Phillips, William D.  Medieval Origins of European Expansion.  James Ford Bell Lectures, No. 33 (June 1995).  The Associates of the James Ford Bell Library:  University of Minnesota, 1996.

Phillips' short talk is a remarkably compact summary of major trends in European trade.  His thesis is as follows:

Europe's dreams of the wealth of Asia and its merchant's hopes of tapping that wealth at its source had motivated Europeans for centuries during the later Middle Ages.  From the time of the Crusades, Europeans had probed the possible routes:  unsuccessfully for the Indian Ocean route, temporarily for the Silk Road at the time of the Mongol ascendancy, and -- at last-- successfully for the high seas routes.  Portuguese vessels in the Atlantic and the Indian Ocean and Spanish vessels in the Atlantic and the Pacific, and the regular commerce they maintained, were the realities that emerged from the medieval dreams. (22)

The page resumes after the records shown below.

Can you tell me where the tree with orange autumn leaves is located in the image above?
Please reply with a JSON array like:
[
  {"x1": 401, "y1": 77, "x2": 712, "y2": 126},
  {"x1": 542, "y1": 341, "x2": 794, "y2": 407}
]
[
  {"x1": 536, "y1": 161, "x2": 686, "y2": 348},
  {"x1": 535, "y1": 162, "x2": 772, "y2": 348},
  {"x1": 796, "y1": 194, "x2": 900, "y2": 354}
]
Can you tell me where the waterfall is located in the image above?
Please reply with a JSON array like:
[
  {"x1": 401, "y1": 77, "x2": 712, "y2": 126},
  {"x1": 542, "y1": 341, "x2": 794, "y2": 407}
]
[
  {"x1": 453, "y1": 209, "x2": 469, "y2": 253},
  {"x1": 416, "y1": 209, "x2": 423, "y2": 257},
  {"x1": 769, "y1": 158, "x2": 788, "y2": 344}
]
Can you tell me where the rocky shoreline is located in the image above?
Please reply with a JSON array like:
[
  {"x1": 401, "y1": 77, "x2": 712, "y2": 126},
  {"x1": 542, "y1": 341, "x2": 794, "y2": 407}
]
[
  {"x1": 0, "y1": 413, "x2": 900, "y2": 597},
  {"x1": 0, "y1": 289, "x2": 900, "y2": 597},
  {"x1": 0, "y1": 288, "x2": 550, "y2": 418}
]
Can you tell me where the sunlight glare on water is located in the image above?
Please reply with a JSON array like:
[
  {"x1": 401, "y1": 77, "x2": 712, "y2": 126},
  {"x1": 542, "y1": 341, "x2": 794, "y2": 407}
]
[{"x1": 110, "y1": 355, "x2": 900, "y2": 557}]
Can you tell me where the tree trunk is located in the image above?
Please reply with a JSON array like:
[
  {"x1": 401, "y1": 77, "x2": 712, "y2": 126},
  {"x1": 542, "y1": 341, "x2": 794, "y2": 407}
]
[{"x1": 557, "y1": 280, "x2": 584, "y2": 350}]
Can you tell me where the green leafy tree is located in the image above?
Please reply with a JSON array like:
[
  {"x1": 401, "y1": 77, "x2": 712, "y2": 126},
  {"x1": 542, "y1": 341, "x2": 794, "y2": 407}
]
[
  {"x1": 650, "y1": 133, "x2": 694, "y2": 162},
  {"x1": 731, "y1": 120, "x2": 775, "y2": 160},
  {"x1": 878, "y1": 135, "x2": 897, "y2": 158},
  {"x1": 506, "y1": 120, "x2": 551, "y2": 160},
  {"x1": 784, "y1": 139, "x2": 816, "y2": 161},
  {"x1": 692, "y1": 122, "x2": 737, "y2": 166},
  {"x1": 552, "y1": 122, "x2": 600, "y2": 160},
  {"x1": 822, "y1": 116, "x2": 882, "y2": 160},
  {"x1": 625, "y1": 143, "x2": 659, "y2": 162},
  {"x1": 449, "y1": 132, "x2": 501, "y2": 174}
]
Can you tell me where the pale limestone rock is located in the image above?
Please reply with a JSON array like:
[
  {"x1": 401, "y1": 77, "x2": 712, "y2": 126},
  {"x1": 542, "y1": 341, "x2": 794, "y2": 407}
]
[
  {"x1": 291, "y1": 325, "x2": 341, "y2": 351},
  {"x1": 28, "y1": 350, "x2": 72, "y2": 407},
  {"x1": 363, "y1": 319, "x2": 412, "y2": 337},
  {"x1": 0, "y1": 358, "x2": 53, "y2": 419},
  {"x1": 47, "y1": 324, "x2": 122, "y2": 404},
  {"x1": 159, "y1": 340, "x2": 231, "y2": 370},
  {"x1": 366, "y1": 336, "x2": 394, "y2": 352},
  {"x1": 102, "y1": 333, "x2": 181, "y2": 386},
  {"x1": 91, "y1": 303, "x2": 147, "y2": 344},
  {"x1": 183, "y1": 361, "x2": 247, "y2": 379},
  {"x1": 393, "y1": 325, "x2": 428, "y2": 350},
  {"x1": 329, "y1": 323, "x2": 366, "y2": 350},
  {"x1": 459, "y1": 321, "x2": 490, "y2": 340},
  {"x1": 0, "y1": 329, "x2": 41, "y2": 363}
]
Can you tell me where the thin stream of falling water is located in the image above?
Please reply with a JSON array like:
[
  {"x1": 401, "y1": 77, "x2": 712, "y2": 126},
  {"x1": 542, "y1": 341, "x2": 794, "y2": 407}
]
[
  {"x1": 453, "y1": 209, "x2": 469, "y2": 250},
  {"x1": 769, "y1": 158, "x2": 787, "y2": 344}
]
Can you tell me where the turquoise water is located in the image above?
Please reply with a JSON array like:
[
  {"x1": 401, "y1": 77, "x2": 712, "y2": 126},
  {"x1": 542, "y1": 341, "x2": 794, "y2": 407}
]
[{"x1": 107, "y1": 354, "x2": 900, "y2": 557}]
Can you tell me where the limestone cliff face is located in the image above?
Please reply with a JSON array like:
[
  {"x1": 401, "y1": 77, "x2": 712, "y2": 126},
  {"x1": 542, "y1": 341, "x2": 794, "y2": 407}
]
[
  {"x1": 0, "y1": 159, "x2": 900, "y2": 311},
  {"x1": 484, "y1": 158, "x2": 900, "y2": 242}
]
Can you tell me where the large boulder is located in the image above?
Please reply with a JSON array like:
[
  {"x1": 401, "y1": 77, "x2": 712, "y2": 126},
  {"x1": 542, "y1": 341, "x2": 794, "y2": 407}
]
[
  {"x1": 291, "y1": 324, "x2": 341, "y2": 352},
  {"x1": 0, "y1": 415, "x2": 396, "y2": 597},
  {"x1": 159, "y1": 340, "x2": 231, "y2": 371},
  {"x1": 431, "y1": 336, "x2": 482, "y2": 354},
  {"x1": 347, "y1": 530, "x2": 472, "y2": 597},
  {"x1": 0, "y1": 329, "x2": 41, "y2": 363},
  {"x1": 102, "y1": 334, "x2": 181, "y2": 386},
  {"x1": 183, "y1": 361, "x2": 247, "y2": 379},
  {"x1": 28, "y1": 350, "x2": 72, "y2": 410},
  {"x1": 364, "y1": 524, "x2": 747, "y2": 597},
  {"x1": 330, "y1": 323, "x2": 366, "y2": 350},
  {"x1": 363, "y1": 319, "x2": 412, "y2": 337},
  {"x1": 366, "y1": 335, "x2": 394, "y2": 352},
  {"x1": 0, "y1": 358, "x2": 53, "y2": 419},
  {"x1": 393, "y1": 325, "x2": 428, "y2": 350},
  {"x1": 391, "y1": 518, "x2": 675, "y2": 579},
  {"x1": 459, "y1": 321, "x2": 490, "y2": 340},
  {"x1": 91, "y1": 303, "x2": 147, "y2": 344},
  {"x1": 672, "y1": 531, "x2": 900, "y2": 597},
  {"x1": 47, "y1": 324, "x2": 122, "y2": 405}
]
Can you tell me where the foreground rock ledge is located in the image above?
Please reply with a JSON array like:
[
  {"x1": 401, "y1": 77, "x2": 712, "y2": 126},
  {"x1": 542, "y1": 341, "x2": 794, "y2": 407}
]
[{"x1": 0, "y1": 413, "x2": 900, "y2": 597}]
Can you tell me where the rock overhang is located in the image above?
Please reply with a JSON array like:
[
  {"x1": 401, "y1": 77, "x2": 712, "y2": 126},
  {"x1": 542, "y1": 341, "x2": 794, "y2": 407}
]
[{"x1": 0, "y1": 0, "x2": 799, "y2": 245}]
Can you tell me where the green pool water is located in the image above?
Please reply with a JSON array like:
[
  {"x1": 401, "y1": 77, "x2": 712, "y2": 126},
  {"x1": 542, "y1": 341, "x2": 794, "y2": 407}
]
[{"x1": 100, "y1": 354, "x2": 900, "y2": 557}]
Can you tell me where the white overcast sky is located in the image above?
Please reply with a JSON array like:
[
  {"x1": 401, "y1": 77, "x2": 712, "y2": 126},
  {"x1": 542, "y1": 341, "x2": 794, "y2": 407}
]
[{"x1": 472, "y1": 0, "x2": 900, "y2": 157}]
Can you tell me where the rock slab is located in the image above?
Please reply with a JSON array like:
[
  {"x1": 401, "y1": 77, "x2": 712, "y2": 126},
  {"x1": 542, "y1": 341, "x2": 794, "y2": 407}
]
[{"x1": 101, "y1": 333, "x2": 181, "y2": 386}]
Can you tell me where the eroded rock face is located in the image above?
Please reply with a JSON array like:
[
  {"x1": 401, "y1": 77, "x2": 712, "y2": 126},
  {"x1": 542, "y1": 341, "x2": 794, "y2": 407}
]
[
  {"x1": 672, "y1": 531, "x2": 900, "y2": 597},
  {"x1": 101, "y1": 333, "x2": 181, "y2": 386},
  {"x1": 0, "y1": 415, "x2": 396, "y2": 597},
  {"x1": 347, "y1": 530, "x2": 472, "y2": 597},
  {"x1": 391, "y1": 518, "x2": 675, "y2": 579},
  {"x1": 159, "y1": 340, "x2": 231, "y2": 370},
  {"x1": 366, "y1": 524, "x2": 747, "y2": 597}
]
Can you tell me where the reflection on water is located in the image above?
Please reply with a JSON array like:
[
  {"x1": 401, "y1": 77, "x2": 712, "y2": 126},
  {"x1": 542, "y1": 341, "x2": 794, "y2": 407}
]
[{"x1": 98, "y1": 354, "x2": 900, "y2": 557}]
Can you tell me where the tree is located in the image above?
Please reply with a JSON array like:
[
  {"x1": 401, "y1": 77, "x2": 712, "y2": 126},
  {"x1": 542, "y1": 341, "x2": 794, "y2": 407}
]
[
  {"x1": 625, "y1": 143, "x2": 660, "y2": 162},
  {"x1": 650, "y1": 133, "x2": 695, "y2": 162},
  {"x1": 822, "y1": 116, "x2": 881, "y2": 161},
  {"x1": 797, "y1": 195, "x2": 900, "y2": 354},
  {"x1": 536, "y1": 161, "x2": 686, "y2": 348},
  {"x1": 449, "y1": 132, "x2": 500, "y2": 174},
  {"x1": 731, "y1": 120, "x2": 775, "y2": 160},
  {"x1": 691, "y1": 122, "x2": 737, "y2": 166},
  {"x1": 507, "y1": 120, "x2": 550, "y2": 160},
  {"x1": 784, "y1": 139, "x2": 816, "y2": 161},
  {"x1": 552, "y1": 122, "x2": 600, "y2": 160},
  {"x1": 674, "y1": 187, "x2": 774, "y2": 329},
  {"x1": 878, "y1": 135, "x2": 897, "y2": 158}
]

He starts with the Roman-Chinese Silk trade route.  He follows Europeans in the early Middle Ages as they go on Crusades, try to get past the Mamluk blockades, visit the Great Khan, sail past the pillars of Hercules, and as often as not, don't make it back.  Picking up with Portuguese trade down the coasts of Africa, and the conquest of the Canaries and the Philippines, he suggests a sharp rivalry between Portugal and Span for the key route East, around the Arab middlemen. Both countries found a route; one below the Cape of Good Hope to India, led by Vasco Da Gama in 1499, and the other across the Pacific, led by Magellan from 1519 to 1522.

I am not sure if his story makes "sense" in that I doubt that all of these disparate groups were motivated by the same dream.  However, for a short summary of exploration and trade, you could hardly do better.